Fue en 1974 cuando el propio Atlético destituyó a Juan Carlos Lorenzo y le ofreció hacerse cargo del equipo como técnico. Se habían disputado solo diez jornadas de Liga. Al siguiente día, llegó con una carpeta y habló de usted a los que habían sido sus compañeros. Navarro, portero suplente, recordaba que recurría a todos los trucos para controlarlos: «Pagaba a los aparcacoches para que le avisaran si íbamos a discotecas. Les daba 5.000 pesetas, que era un dinero. Un día que Leivinha y yo estábamos con unas amigas, apareció en el bar. Al día siguiente, nos pusimos los primeros en la fila para hacer carrera. Corrimos como cabrones durante varios días. Nunca nos dijo nada. Con Luis, si cumples en el campo, puedes hacer lo que quieras». Al frente del Atlético, ganó una Liga y una Copa en esa primera etapa. Volvió a dirigirlo en otras tres ocasiones. En las dos primeras, sumó otras dos Copas y una Supercopa. En la última, en Segunda, logró devolver al club a Primera. También como jugador conquistó la Liga en tres ocasiones, y la Copa dos veces, aunque nunca podrá olvidar un fatídico día en que, después de marcar de falta, su especialidad, a Maier, portero del Bayern de Múnich, Schwarzenbeck igualó el partido cuando el Atlético ya levantaba mentalmente la Copa de Europa, en el estadio Heysel. La final de 1974 se repitió y los alemanes los arrollaron.
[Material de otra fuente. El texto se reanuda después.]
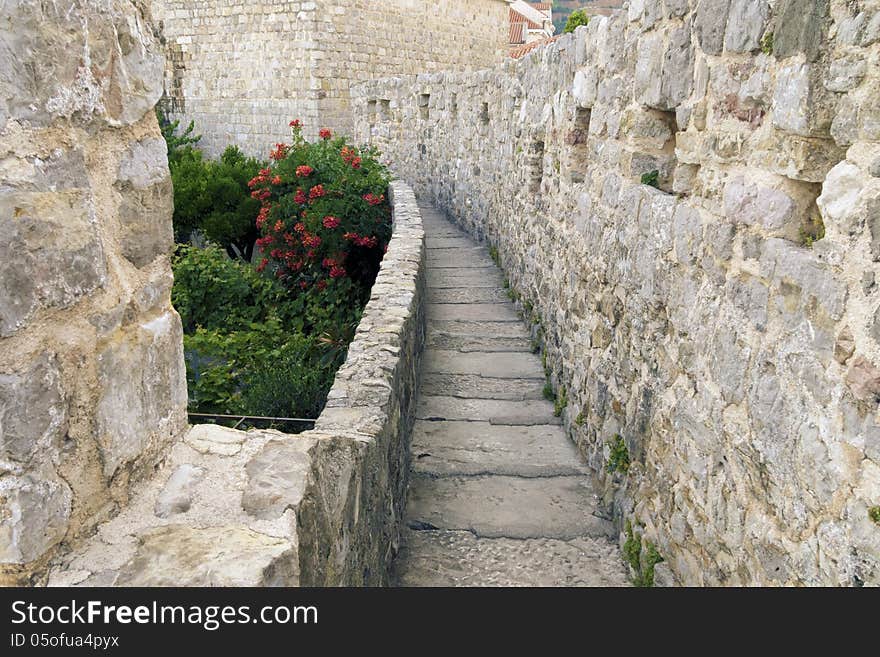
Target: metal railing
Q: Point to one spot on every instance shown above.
(244, 418)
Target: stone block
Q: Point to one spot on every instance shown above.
(33, 413)
(51, 255)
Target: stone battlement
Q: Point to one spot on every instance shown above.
(721, 320)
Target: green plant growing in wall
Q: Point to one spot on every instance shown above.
(618, 456)
(767, 43)
(576, 19)
(642, 566)
(651, 179)
(561, 402)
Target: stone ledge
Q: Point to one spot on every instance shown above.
(263, 508)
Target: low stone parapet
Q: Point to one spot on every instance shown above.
(263, 508)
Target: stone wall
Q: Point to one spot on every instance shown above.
(724, 324)
(242, 70)
(263, 508)
(92, 380)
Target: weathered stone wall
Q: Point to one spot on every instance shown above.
(92, 380)
(263, 508)
(242, 70)
(709, 323)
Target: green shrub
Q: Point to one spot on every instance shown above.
(652, 179)
(576, 19)
(324, 218)
(618, 456)
(213, 291)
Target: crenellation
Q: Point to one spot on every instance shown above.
(722, 325)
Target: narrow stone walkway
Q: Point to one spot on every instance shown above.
(499, 495)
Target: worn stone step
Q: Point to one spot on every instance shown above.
(500, 506)
(467, 295)
(495, 411)
(472, 386)
(500, 365)
(458, 558)
(476, 259)
(437, 339)
(472, 448)
(487, 312)
(457, 278)
(448, 242)
(479, 329)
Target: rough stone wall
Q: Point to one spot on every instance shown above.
(263, 508)
(709, 323)
(242, 70)
(92, 380)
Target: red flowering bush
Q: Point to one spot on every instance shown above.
(324, 219)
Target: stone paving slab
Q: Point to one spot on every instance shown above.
(472, 386)
(458, 558)
(485, 312)
(456, 278)
(501, 365)
(499, 506)
(479, 329)
(501, 492)
(466, 295)
(496, 411)
(437, 339)
(448, 242)
(472, 448)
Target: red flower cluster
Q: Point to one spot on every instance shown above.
(350, 156)
(279, 152)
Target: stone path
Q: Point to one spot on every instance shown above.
(499, 496)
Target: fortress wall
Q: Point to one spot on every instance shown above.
(242, 70)
(725, 325)
(92, 380)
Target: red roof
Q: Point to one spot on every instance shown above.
(522, 50)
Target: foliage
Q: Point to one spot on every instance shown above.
(767, 43)
(641, 561)
(576, 19)
(251, 348)
(561, 402)
(652, 178)
(211, 195)
(618, 456)
(264, 370)
(324, 217)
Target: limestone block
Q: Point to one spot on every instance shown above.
(144, 183)
(800, 28)
(745, 25)
(51, 254)
(33, 414)
(34, 511)
(177, 495)
(142, 390)
(178, 555)
(710, 20)
(277, 477)
(80, 61)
—No sueño con ese gol, con ninguno —responde, airado—. Además, yo no me acuerdo de lo que sueño, porque lo hago en voz alta, y los que lo hacemos así dicen que no podemos recordarlo. De jugador era sonámbulo y por eso muchos no querían dormir conmigo en la habitación. El pobre Panadero Díaz era de los pocos que me soportaban. Además, le diré una cosa: yo, de pupas nada.